1. Com intenções diversas, dizem-se que já é tempo de me
convencer de que faço parte de uma minoria religiosa em extinção. Alguns
afirmam-no como um lamento: depois do desprezo laicista pelas raízes cristãs da
cultura europeia, passando pelo esquecimento ecuménico do Vaticano II, podemos estar
a caminhar, a passos largos, para uma Europa muçulmana de cariz revanchista.

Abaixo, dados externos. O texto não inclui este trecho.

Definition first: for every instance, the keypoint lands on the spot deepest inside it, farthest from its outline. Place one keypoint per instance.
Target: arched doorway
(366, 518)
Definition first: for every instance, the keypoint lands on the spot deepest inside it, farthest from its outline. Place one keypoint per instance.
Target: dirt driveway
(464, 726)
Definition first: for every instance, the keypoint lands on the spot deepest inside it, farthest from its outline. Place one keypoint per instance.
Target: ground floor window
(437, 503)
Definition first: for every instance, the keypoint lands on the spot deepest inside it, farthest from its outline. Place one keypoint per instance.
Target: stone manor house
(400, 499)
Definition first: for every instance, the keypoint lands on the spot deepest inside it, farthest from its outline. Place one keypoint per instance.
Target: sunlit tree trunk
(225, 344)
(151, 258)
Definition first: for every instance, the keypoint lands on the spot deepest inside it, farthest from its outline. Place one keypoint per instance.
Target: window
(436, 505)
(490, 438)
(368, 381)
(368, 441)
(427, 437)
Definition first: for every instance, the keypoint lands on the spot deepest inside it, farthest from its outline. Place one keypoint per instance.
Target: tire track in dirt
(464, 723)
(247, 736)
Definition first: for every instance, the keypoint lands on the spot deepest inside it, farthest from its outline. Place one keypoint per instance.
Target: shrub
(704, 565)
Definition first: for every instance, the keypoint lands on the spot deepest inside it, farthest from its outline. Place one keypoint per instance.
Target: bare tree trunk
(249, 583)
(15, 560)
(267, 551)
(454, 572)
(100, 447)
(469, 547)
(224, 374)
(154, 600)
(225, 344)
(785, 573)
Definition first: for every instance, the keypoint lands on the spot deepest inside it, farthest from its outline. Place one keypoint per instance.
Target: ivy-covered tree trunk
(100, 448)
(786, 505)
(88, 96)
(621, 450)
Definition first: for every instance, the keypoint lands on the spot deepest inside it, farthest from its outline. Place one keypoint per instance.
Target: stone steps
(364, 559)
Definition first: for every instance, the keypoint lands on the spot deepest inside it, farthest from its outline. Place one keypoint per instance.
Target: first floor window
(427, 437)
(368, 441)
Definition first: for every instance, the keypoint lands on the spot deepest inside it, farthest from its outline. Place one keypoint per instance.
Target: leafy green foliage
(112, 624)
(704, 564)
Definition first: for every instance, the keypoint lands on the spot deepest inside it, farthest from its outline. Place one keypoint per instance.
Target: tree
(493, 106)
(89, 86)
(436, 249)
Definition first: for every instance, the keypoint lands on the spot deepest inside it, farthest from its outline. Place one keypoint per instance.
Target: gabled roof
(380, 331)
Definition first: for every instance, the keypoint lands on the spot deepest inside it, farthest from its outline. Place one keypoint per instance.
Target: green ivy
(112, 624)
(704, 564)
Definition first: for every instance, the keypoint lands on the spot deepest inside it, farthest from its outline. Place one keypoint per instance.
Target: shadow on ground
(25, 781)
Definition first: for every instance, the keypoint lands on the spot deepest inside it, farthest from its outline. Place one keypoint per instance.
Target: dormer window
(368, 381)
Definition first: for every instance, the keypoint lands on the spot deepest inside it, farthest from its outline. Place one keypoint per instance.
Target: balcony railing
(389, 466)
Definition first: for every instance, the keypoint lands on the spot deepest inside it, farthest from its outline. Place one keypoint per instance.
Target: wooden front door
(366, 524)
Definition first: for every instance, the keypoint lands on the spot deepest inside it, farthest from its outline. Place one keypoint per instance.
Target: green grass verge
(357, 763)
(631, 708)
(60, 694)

Portugal, depois de um longo interregno, estaria incluído numa explícita vingança.
Não
sou nada bom em sociologia religiosa e já não tenho idade para chegar a ver o
que será esse futuro. Espero que as novas gerações católicas consigam libertar
a Igreja de certas formas religiosas e movimentos que a asfixiam, mas não para os
trocar por algo que se pareça com a vida da maioria dos países dominados pela
lei islâmica.
Importa
não esquecer que o movimento cristão nasceu de um processo libertário e só
conseguirá tornar-se indispensável enquanto tal: É para a liberdade que Cristo vos libertou. Não vos deixeis prender, de
novo, ao jugo da escravidão[1].
Seja ele qual for.
Nos
últimos Domingos fui intimado a confrontar-me com essa questão, juntamente com
os outros participantes na Eucaristia. É fundamental repensar tudo em confronto
com a narrativa de S. Lucas[2]. A missão e a responsabilidade
actual das Igrejas exigem que se perceba o que está em jogo nos acontecimentos,
gestos, decisões e palavras do pontificado reformador do Papa Francisco.
Comecemos
pelo texto evangélico. Jesus foi a Nazaré onde tinha sido criado e, segundo o
seu costume, entrou, em dia de sábado, na sinagoga. Levantou-se para ler.
Foi-lhe entregue o livro do profeta Isaías[3]. Abrindo-o, encontrou a
passagem onde está escrito:
O Espírito do Senhor está sobre mim,
porque me ungiu para evangelizar os pobres; enviou-me para proclamar a remissão
aos presos e aos cegos a recuperação da vista; para restituir a liberdade aos
oprimidos e para proclamar o ano da graça do Senhor.
Diz
S. Lucas que, chegado a esse ponto, enrolou o livro, entregou-o ao servente e
sentou-se. Todos, na sinagoga, tinham os olhos fixos nele que fez, então, uma
declaração insólita: Hoje realizou-se a
Escritura que acabais de ouvir.
De
repente, manifestou-se uma reviravolta no auditório que desencadeou uma polémica
tão azeda que os seus conterrâneos resolveram acabar com esse improvisado e
atrevido profeta. Estava a desonrar a sua terra e a sua parentela. Expulsaram-no
para fora da cidade com intenção de o matar. Ele não se deixou intimidar.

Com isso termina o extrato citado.